I think what I wanted to get at is more like this:
1. I think that they may be part of the meaning
2. I think that people would be primed to accept changes even if they change the meaning
3. I suspected that it would always correct something and wouldn't just say LGTM even if the input was fine
To check, and at the risk of this being hypocritical, I asked for a grammar correction on part of your post that I thought had no mistakes, and both in context and isolation, it corrected "spat out" to "produced." Now, this isn't a huge deal, but it is a loss of the connotation of "spat out," which is the phrasing you chose.

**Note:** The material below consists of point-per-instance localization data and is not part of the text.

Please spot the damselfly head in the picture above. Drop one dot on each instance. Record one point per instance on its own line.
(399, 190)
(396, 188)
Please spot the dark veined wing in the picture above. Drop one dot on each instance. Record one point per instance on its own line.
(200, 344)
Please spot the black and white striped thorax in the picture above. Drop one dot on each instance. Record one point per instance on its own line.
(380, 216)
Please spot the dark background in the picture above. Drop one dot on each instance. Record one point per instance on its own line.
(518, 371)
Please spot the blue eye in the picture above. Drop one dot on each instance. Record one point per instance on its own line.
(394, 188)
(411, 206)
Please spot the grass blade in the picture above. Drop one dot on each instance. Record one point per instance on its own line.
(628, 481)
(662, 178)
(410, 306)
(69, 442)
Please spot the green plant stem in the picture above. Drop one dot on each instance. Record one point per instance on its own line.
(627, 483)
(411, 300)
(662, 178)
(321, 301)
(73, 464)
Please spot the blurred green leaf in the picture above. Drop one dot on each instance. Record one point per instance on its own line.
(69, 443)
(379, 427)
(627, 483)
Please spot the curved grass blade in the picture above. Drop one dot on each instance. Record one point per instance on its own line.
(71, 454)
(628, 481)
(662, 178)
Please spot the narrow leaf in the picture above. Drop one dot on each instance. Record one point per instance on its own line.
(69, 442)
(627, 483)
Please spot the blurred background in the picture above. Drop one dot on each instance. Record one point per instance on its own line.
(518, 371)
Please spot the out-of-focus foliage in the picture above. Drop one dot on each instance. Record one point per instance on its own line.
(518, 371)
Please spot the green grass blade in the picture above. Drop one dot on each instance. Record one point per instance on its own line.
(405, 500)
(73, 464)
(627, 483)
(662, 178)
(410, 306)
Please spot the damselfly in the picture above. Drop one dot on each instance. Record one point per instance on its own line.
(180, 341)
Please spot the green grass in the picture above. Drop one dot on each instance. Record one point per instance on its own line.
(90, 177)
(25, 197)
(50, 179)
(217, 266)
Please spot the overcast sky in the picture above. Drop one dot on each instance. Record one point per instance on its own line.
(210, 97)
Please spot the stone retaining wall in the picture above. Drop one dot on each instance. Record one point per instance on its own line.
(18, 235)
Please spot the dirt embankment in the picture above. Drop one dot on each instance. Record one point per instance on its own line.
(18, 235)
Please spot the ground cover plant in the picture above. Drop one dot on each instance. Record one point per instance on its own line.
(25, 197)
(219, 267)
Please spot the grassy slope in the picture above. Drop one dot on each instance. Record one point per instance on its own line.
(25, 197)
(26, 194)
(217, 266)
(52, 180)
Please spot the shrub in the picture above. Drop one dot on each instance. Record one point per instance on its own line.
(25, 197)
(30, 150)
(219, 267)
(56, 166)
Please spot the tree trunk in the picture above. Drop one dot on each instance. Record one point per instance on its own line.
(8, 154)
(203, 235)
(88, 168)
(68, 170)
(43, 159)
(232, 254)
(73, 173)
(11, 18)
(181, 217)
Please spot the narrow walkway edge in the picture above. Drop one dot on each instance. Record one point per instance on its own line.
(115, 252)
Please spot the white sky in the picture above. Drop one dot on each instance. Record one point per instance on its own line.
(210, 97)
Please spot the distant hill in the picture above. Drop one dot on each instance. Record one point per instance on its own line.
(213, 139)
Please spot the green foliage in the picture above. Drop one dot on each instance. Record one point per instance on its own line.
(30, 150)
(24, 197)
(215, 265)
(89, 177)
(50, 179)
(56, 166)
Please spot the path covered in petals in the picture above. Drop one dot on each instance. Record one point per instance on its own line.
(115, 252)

I think grammatical errors are low-cost, and changes in meaning and intent are high-cost, so with 2. above, running it through an LLM risks more loss than it gains.
(On that tangential note, though, I do appreciate that Kagi Translate provides multiple translations and attempts to explain their differences in connotation such that I can pick whichever one most closely matches my intent; if other LLM-assisted writing tools did that then that'd render a lot of this problem moot.)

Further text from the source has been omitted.